Lembremos Madame Satã, a grande obra de Karim Ainouz. Em determinado instante, o personagem-título brada: “sou bicha porque quero, e não deixo de ser homem por isso”. Negar ao indivíduo que se interessa por pessoas do mesmo sexo a possibilidade de afirmar-se enquanto homem é um efeito ideológico comum. Seguindo esta linha de raciocínio, ser homossexual, bissexual ou afins implicaria renunciar à masculinidade. Mas, repetimos, nem tudo é tão simples. O elogio à discrição não poderia ser simplesmente combatido com a louvação ao estardalhaço, e Ópera não ignora este ponto. Logo após a performance da transexual Andrea Close, os atores que anteriormente haviam povoado o palco em cima de saltos e cobertos de plumas retornam ao mesmo e se despem, desfazendo-se de seus apetrechos, para vestir suas roupas - cada uma com seu estilo, mas todas perceptivelmente “masculinas”, ou seja, remetendo ao vestuário que, como elemento simbólico, representa este gênero. O próprio ato de despir-se e vestir-se frente ao público remete a esta questão das identidades, à construção de papéis socialmente compartilhados, como estes são assumidos, trabalhados e combinados em cada indivíduo. A mensagem parece indubitável: podemos ser mulheres, podemos ser homens, e podemos também ser muitas outras coisas além disso. Assim, a contemplação de sexualidades “fora dos padrões” não necessariamente implica uma renúncia à identidade masculina; pode, antes, estendê-la, reconfigurá-la, transbordá-la. Do mesmo modo, a explicitação de uma cultura e um modo de vida gays não precisa descambar para o exotismo, para a encenação ridicularizante, desumanizadora, que desrespeita as nuances. Neste sentido, o espetáculo é político, se posiciona. O que rejeita, na forma como se coloca, é a reverência com que se cultiva, em outros espaços e com certas idéias limitadoras, a “seriedade”, a sisudez.
Como dito, trata-se antes de colocar as categorizações em cheque. Sabemos que há um amplo impulso social para a explicitação das práticas sexuais – vide o empenho de Foucault em estudar os processos e mecanismos pelos quais se dá a incitação aos discursos – e que a “vontade de saber” convoca os indivíduos a “dizerem a sua verdade”, embora, para tanto, sejam levados a definir-se a partir dos termos socialmente estabelecidos.

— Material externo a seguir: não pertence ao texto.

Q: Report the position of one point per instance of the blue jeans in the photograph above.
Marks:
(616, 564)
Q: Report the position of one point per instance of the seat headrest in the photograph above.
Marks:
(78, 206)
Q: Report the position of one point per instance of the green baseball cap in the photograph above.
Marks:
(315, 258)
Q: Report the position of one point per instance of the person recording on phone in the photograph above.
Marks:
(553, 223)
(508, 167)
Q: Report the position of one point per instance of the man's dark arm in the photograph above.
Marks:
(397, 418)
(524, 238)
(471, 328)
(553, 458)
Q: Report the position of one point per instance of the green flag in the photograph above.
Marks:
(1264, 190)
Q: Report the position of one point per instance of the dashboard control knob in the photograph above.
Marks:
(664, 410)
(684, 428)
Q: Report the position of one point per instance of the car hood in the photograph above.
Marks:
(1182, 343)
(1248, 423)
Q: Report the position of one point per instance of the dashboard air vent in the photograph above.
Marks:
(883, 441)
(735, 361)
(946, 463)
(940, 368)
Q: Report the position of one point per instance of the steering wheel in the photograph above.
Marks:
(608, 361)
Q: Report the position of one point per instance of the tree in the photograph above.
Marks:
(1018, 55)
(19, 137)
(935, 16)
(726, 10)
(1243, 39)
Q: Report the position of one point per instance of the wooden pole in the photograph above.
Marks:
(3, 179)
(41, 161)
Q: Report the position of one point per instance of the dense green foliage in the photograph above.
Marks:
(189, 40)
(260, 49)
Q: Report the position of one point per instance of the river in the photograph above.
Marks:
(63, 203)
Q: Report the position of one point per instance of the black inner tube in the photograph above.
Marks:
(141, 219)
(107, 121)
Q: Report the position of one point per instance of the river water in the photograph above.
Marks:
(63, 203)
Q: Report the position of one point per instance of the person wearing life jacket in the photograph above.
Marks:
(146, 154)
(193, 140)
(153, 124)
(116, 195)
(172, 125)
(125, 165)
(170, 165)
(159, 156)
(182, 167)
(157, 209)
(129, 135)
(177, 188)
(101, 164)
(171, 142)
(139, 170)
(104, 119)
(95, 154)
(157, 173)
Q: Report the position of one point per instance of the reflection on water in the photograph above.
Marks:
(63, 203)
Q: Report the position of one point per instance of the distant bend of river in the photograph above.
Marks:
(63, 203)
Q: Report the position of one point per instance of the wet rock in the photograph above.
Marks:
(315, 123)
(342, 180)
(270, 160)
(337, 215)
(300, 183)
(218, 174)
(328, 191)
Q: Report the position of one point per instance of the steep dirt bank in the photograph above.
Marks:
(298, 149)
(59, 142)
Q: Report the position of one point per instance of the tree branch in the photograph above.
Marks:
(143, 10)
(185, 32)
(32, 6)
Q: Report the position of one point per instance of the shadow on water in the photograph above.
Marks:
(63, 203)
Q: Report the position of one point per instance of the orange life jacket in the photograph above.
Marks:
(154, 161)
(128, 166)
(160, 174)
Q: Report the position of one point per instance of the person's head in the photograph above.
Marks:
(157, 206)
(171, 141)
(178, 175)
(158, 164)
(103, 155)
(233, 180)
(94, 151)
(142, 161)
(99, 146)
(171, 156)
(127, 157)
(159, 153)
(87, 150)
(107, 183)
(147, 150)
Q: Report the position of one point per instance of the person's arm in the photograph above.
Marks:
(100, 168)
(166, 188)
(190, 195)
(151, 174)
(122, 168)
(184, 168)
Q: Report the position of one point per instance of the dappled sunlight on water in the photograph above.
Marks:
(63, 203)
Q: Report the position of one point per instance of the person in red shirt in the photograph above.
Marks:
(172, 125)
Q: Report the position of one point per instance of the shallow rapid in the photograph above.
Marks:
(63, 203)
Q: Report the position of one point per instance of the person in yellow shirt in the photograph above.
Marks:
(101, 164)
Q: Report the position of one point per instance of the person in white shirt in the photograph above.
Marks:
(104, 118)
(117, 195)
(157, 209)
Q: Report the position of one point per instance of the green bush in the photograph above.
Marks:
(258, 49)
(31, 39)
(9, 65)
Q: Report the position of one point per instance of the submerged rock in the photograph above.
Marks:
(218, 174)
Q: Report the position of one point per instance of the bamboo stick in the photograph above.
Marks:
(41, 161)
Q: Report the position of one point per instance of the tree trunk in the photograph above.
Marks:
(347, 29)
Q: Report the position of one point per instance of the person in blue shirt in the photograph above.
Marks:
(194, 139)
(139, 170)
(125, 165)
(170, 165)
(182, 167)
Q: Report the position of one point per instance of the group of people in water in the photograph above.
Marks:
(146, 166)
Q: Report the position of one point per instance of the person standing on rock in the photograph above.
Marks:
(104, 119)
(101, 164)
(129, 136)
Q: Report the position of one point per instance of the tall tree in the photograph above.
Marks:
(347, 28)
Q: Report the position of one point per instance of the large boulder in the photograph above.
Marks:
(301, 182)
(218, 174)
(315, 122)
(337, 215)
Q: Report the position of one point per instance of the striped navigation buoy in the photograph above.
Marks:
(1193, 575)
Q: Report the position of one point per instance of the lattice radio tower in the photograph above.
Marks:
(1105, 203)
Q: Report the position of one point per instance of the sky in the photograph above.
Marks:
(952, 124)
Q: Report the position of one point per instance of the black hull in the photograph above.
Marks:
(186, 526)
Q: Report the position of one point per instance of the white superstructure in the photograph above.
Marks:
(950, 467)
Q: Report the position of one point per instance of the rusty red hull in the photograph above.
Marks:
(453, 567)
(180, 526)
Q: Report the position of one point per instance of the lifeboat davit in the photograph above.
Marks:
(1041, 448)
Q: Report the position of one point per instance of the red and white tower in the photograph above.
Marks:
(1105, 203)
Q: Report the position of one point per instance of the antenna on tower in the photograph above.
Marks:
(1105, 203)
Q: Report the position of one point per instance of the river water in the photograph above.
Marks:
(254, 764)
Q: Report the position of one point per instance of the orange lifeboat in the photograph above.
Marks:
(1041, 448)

Assim, são enquadrados em categorias rígidas e atomizadas, nas quais as subjetividades são reduzidas às concepções vagas, homogeneizantes e questionáveis do que implicaria ser heterossexual, homossexual, bissexual. Os próprios movimentos que tratam desta questão parecem ter-se dado conta disso, uma vez que o que era gls virou lgbtt – e tudo leva a crer que novas letrinhas venham somar-se as já “categorizadas”.
Talvez se trate menos de escolher as letras – ou, o que é pior, alinhá-las em uma sigla, por “ordem de prioridade” – mas conceber a discussão da diversidade realmente a partir desta idéia, a diversidade, ou seja, vendo-se cada indivíduo como único, múltiplo, e admitindo que, embora seja reconhecida a importância dos movimentos aglutinadores, estes não podem perder-se em seu discurso e, na ânsia de combater preconceitos, reproduzir uma “ética heterossexual” – recorrendo a uma outra idéia de Foucault - com um discurso invertido, de defesa intransigente da estética do arco-íris. A favor desta concepção mais sensível das subjetividades que compõem a sexualidade, recordemos que algumas formas de vida socialmente rechaçadas no passado hoje são mais bem aceitas e que o que hoje é tabu amanhã poderá ser encarado com maior naturalidade. Não se trata apenas, então, das estratégias de defesa de uma única e determinada “categoria”, mas de rever os próprios mecanismos sociais que geram intolerância. Se a autenticidade reside na forma como nos aproximamos dos nossos sonhos, convém buscar menos respostas, conviver melhor com as incertezas, com o subjetivo, com o diferente. Afinal, os sonhos não são categorizáveis.